Closed LiuChaoXD closed 3 years ago

LiuChaoXD commented 4 years ago

For the ADSH_pytorch, in the ADSH_CIFAR_10.py, I find you random sample the training set from database, the codes is as follows,

for iter in range(max_iter):
        iter_time = time.time()
        '''
        sampling and construct similarity matrix
        '''
        select_index = list(np.random.permutation(range(num_database)))[0: num_samples]
        _sampler = subsetsampler.SubsetSampler(select_index)
        trainloader = DataLoader(dset_database, batch_size=batch_size,
                                 sampler=_sampler,
                                 shuffle=False,
                                 num_workers=4)

However, follow your paper, the training set is randomly sample 500 images for each class. Such that there are 5000 training samples. so in your program there is a list "train_img.txt" with 5000 lines for training.

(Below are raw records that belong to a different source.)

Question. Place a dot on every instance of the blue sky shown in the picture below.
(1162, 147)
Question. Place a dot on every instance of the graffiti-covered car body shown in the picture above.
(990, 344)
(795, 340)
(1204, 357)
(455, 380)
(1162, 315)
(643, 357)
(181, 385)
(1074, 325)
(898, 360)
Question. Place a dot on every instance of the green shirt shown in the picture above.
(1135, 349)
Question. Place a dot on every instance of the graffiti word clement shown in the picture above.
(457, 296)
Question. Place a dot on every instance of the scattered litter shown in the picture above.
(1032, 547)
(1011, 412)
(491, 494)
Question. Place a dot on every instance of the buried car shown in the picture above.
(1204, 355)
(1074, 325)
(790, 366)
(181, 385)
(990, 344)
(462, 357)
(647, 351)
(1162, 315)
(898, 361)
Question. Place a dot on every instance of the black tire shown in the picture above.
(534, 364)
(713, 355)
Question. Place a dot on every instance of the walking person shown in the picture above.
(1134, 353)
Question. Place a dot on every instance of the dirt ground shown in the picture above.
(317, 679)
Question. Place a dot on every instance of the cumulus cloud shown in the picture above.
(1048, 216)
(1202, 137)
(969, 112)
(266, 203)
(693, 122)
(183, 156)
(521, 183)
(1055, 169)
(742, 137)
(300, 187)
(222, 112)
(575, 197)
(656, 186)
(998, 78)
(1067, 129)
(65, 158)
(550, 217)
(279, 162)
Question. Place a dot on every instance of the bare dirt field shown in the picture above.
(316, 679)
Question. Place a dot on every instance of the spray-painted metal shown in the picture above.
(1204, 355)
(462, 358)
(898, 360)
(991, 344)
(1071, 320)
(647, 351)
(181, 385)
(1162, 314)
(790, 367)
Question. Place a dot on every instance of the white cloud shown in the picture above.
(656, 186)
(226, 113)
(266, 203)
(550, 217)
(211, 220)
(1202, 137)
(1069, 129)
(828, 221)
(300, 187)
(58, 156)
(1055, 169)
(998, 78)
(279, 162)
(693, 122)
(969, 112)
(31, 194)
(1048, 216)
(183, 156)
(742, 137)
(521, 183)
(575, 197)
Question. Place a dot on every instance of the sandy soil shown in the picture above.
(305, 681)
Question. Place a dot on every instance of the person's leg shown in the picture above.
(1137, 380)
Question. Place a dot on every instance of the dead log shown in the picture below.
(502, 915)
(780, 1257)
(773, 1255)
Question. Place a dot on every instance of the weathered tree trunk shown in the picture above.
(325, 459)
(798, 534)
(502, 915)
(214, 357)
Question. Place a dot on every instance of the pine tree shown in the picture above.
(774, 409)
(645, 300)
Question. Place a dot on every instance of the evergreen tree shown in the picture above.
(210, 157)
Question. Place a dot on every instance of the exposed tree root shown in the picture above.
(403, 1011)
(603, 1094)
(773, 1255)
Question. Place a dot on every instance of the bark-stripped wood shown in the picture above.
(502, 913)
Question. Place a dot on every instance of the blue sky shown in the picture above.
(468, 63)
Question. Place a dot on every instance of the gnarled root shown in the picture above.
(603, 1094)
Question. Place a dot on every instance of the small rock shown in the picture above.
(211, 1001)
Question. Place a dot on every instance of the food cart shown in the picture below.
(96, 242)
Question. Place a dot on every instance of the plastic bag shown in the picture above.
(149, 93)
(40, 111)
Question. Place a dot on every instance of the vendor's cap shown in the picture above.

The problem is I cannot find any codes about loading the train_img.txt ?? can you introduce it clearly?

jiangqy commented 4 years ago

5000 samples are sampled from database_img.txt

https://github.com/jiangqy/ADSH-AAAI2018/blob/2e95574aaafa6ab139a142e5fb5020317384b338/ADSH_pytorch/ADSH_CIFAR_10.py#L196

zhangcheng-007 commented 3 years ago

I would like to ask whether each class of random sampling in the test set has an impact on MAP?And if it is completely random sampling, how will the results change?